Rees followed up his Grand National triumph on 8 November 1921, bringing home Norton - trained by Frank Hartigan - in the Grand Sefton Steeplechase, run over the same Aintree course. Norton was second by some lengths to The Turk II heading towards the final fence, but overhauled the deficit on the final flat.

On 12 March 1924 Rees became the first jockey to win the Cheltenham Gold Cup in its modern format. His mount was the 5-year-old Red Splash, trained by Fred Witherington for owner Major Humphrey Wyndham. Red Splash led from the off, initially in competition with Royal Chancellor. On the final flat, Red Splash was left to fight it out with Conjuror II and ultimately came home to win by a head.

In France, Rees won the Grand Steeple-Chase de Paris, held at Auteuil on 21 June 1925. Riding Silvo - a British horse also trained by Hartigan for owner Walter Midwood - in a flawless display, Rees rode home Silvo with comparative ease by a couple of lengths.

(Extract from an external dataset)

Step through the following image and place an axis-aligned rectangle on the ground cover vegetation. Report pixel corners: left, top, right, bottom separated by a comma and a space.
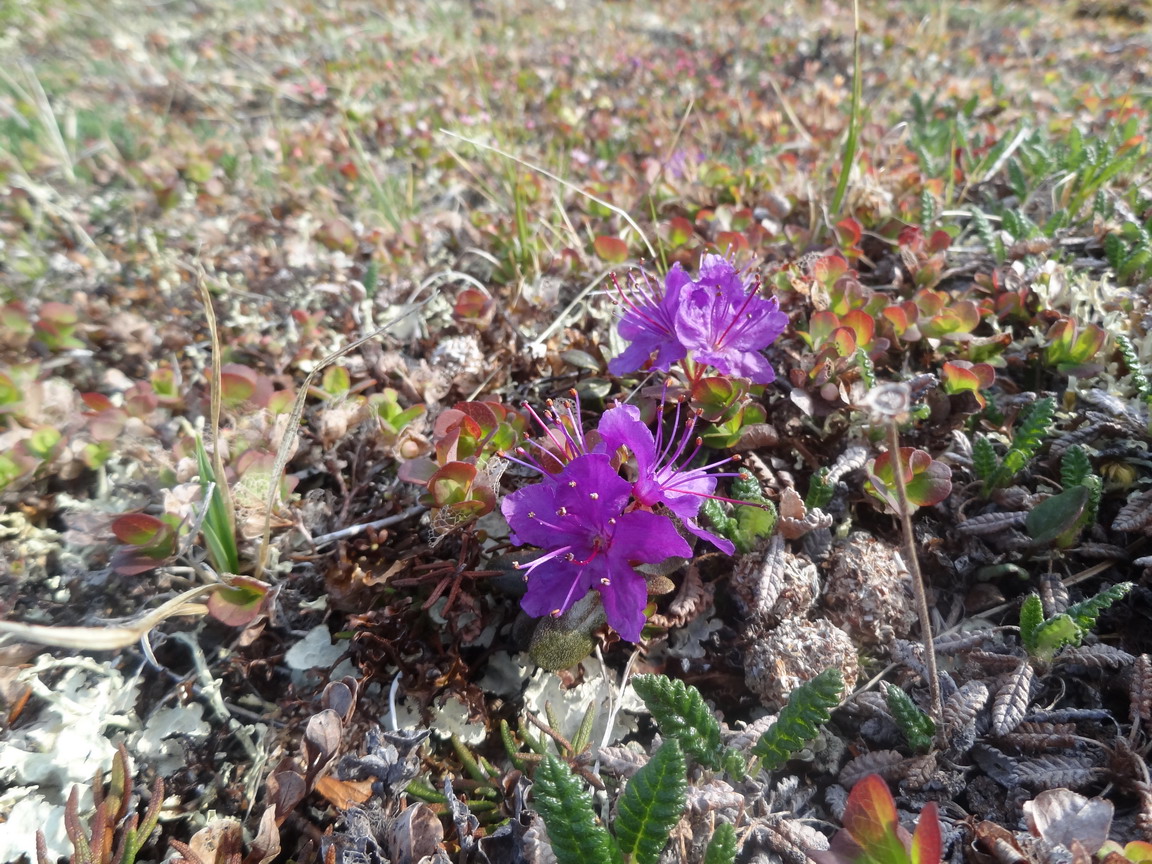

Rees won the Cheltenham Gold Cup for a second time in 1928 on his mount Patron Saint, a Welsh-trained horse from the stables of Stanley Harrison, owned by F. W. Keen, priced at 7/2. Patron Saint spent much of the race behind favourite Koko, but pulled ahead on the rails in the turn before the final straight. Koko was done, and Patron Saint drew away easily to take the win from Vive.

The last of Rees' great successes came at the Cheltenham Festival on 11 March 1929, when he would ride the winners of both the Champion Hurdle and Cheltenham Gold Cup on the same afternoon.

For the first of these two races Rees was partnered with Royal Falcon, trained by Bob Gore for Miss Victoria Williams-Bulkeley. Royal Falcon was pitted against standout favourite Clear Cash, previously undefeated over hurdles and widely expected to score an easy Champion Hurdle win. However, two obstacles from home, the four leading horses were almost in a line, and it was Royal Falcon who drew away to claim a convincing victory.

Rees was back in the saddle within the hour as he attempted to become the first jockey to win back-to-back runnings of the Cheltenham Gold Cup. His mount Easter Hero, trained by Jack Anthony for John Hay Whitney, was well fancied as the 7/4 favourite. What resulted was a commanding performance that would help to cement Easter Hero's legacy as an era-defining steeplechaser. Establishing an immediately lead from the off, comfortably clearing each fence as it came, Rees bought his horse home in a canter by 20 lengths.

Rees almost made it three Cheltenham Gold Cups in a row in 1930. Riding Gib, he was neck-and-neck with the leader before falling at the final fence. Ironically the winning horse was the same Easter Hero, this time under the mount of Tommy Cullinan, who, in denying Rees a third straight win, became the first horse to win the Gold Cup twice over. Rees would later acknowledge that Easter Hero was the finest horse he ever rode.

By the early 1930s Rees, who had suffered a number of injuries in the saddle (including a broken leg in 1927) was struggling to maintain his conditioned weight. Rumours of his retirement circulated in early 1931, which Rees initially denied. However, by the end of the 1931/32 jumping season Rees had ridden his final race.

==Personal life and death==

Rees lived in Lewes, Sussex from 1920 until his death. He was married to Hilda and together they had three daughters. During the Second World War Rees joined the mounted section of the Lewes Home Guard.

Rees died on 14 August 1951, aged 56. He was eulogised in obituaries as the greatest jump jockey of the 1920s. in accordance with Rees’ own wishes, his ashes were sprinkled on the grave of his 1921 Grand National winning horse, Shaun Spadah, at Lewes racecourse, who had been buried there on his death in 1940.